The victim of the shooting was Maggie, a black and white Stratfordshire bull terrier owned by TEMSCO dock worker Dan Fangmeier.
A police report states that officer Hoyt Stepp was patrolling near the ball field at 3 a.m. when he saw the dog running loose. When Stepp followed the dog into the ball field in an attempt to impound it, he noticed Fangmeier sleeping along the field’s east fence near the dugout.
As Stepp attempted to wake Fangmeier, the dog attacked him twice, prompting him to pull his sidearm and deliver two fatal shots, according to the report
“When I woke up, my dog had been shot twice and was bleeding to death,” said Fangmeier.
The incident prompted a police investigation, and has raised the hackles of some community members who aren’t sure that Stepp’s actions were justified.
The police report states the dog has been aggressive towards other animals in the past, but Fangmeier said he didn’t know where the police got that information.
He said that while his dog has barked and growled at other dogs, it has never resulted in injury. “She has never been aggressive toward a human, even in situations when I’ve been threatened, and she’s never injured another dog, period,” Fangmeier said. “I find it hard to believe that she was aggressive to the point where gunshots were necessary.”
Some think Stepp should have employed a less-lethal option. “It is unsettling to know that a trained animal control officer with other methods of restraint available shot a dog twice and let it bleed to death. This is an unfortunate incident, and it is my hope that other methods will be used before an officer draws his gun,” said Paws and Claws president Katherine Mosely in a written statement to the News.
But Dennis Spurrier, chief of police when the incident occurred, said using a gun may have been Stepp’s only alternative.
“The officers do carry less lethal tools, but those tools are not guaranteed to neutralize a threat. The tasers have not been designed for use on animals, and some dogs don’t react to pepper spray,” Spurrier said.
Spurrier’s investigation into the incident found that Stepp had not violated any departmental policies or state statutes concerning the use of a firearm. “This incident was not even remotely in violation of any of these laws,” he said.
Spurrier said Stepp’s actions were justified, and that it was frustrating to hear community members second-guess the actions of an officer.
“There was only one person that knows what happened in the ball field that night, and I support his decision 110 percent. Given the circumstances, I would have done the same thing myself,” Spurrier said.
Though Fangmeier was in violation of city leash laws, he was not charged.
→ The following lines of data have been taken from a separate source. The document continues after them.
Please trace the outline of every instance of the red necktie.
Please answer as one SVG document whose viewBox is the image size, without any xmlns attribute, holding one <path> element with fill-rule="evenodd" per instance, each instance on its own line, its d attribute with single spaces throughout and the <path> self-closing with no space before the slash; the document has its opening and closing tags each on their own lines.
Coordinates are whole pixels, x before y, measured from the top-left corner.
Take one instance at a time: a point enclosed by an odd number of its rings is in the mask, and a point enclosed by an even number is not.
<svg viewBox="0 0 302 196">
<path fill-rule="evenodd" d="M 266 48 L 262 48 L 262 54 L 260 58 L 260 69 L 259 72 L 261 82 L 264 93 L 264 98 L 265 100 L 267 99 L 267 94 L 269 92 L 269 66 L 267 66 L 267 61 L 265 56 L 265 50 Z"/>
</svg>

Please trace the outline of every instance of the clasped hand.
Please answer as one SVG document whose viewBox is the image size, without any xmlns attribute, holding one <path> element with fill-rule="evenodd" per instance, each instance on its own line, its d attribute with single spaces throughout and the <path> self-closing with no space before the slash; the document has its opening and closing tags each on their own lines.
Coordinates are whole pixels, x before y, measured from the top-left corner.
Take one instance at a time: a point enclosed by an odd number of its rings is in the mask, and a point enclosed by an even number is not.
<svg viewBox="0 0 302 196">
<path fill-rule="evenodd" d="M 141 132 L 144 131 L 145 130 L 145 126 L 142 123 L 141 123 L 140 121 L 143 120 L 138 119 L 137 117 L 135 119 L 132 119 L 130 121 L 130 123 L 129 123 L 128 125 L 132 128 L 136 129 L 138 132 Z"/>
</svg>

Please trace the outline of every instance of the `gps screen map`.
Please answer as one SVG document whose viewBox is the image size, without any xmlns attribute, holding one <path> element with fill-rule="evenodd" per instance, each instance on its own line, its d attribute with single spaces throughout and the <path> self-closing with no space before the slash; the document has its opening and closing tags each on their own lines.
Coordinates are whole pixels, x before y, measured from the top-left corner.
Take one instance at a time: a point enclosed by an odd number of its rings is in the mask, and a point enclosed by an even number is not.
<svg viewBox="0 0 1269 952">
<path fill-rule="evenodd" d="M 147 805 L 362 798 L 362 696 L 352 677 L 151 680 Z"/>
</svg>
Both Spurrier and Mosely said the incident could have been avoided had the dog been properly secured. “This is a sad reminder to keep your dog under control at all times,” Mosely said.
Fangmeier said he has received an outpouring of kindness from local citizens following the shooting. “I’m extremely thankful for all the people in the community that offered their kind words of support,” he said.

City wants public comment on increasing helicopter traffic
The city has recommended to the U.S. Forest Service a broad period for public comment on the issue of increased helicopter landings on local Forest Service land.
City Council discussed the issue at its July 1 meeting following a request from the USFS for input. The Forest Service currently limits the maximum number of landings that can be authorized in a given year at 4,460, and the number of proposals for new landings is rapidly approaching this number. The land affected is largely on the east side of the valley, and includes Laughton and Denver Glaciers.
Most council members were opposed to increasing the amount of helicopter landings permitted, citing noise and environmental concerns. “We went through an entire EIS (Environmental Impact Statement) for this, and I think I’m comfortable with where we’re at,” said Mayor Tim Bourcy.
“It’s unbelievable how noisy this place is during the summertime,” said council member Jay Frey.
But council member Dave Hunz expressed concern about stifling expansion of local tourism. “As our tourism industry grows, we need to grow and expand. If we shut the doors every time someone wants to expand, we’ll see lower numbers off the cruise ships,” he said.
In the end, council members decided that public comment should be solicited if the Forest Service were to increase the number of permitted landings, and instructed City Manager Bob Ward to relay that decision to the Forest Service.
“I don’t think we need to limit growth, but there’s a lot of air traffic around here,” said council member Monica Carlson.
The Planning and Zoning Commission also is dealing with a helicopter expansion issue. On Thursday, after this issue went to press, the commission considered revised requests for conditional use permits from Alaska Mountain Guides for commercial heli-hike operations on Mt. Cleveland and Mt. Carmack northeast of the city, as well as Harding Glacier across the bay from Skagway. – GREY HUDDLESTON

NEW/OLD COUNCIL TABLE

The Skagway City Council on July 1 sat for the first time behind its new council table constructed by local carpenter Don Corwin. It was modeled after the old judge’s bench, which is now an information table outside the magistrate’s office upstairs in the McCabe Building. The city would like to restore the benches as well, and has set up a donation can in the meeting room for that project. “We’re well on our way to having the finest council chambers in Alaska,” said City Manager Bob Ward. JB

Last police chief interview Friday

The police chief hiring committee interviewed finalist Ray Leggett of Texas on July 1 during his four-hour visit to the city. The committee will interview the other finalist, Bill McLendon of Kansas, on July 9.
“We should make a decision shortly thereafter,” Ward said. Chief Spurrier will continues on in a part-time capacity under contract until the new chief arrives.”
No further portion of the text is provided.